When it comes to the intermediate tracks this season, Kyle Busch has been either at the front of the field or behind the pit wall.
On home turf, “Rowdy” finished fourth at the first 1.5-mile oval of the year in Las Vegas and then scored the win at the next mile-and-a-half at Texas. But his last two runs on this type of track have ended in calamity; a crash with Joey Logano relegated him to a 38th-place finish at Kansas and in last month’s Coca-Cola 600 at Charlotte, Busch’s engine let go, saddling him with another 38th-place result.
However, Kentucky Speedway represents a great opportunity for him to reach another peak on the mile-and-a-halves. He won the inaugural Cup race there in 2011 and led 118 laps in last year’s Quaker State 400 before finishing 10th. He’s also won at Kentucky in the Nationwide and Camping World Truck Series, as well as the lower-level ARCA stock car series.
“I like running here at Kentucky – why I run well here, I don’t know,” he said on Thursday. “It’s an interesting race track and it’s certainly challenging and tough, and it brings out the better drivers…You have to have a good-handling race car around here on the bumps, but you can detune the speed of your race car to get over the bumps better and slow your car down, which is not very good.

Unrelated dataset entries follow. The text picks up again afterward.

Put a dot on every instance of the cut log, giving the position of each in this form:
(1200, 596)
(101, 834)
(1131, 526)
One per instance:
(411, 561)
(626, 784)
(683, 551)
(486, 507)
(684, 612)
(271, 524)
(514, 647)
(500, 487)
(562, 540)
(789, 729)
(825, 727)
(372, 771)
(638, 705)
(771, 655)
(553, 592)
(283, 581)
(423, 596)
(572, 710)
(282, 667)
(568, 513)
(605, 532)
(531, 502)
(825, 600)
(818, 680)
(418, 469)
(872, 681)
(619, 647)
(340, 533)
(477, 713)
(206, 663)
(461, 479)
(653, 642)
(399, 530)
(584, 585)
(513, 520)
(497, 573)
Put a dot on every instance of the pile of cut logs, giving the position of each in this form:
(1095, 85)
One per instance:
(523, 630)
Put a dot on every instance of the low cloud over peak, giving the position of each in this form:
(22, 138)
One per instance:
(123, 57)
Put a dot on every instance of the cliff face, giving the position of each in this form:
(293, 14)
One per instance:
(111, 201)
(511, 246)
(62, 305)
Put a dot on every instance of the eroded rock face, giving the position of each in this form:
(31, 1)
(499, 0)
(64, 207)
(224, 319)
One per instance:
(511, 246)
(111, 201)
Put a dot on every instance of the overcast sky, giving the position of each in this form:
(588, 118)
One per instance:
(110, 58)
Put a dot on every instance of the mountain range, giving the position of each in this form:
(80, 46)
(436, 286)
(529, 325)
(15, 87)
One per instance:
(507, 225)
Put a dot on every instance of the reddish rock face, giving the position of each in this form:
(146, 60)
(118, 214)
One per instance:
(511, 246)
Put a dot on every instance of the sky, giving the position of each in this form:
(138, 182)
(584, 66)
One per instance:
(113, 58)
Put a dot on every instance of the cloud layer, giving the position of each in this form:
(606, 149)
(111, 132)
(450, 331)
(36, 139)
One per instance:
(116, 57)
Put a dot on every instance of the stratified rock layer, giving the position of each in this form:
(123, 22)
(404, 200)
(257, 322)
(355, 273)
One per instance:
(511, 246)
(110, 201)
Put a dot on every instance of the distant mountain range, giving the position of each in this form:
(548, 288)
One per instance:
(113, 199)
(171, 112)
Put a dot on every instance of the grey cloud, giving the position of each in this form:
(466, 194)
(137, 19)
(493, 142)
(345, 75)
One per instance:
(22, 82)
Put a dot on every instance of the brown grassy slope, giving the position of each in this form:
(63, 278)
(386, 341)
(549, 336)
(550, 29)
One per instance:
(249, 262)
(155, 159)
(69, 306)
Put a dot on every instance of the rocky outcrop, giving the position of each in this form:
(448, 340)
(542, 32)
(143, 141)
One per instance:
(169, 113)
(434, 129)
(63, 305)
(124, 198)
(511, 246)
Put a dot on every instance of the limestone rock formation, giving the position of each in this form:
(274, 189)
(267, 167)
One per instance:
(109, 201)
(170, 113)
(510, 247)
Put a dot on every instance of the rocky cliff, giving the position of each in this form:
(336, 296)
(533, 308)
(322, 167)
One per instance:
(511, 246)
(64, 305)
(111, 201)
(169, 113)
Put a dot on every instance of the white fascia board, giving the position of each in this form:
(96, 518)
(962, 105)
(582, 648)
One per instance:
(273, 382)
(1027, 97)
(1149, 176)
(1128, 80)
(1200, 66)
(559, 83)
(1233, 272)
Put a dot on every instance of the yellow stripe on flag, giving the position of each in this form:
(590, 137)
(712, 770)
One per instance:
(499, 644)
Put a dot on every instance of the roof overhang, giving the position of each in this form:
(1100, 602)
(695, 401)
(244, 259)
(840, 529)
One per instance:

“You have to find the happy medium of that and I think [crew chief] Dave Rogers does a really good job of being able to help me with that as well as just being able to keep the speed in the car.”
Busch’s crew chief has his own winning pedigree at Kentucky as well. Rogers called Joey Logano’s 2008 and 2009 Nationwide victories there when the young driver was still with Joe Gibbs Racing; the former victory was Logano’s first triumph in NASCAR’s No. 2 series.
Tonight’s race will mark the end of a tripleheader weekend at Kentucky for Busch, who finished fifth in last night’s NNS race and third in Thursday night’s Truck event.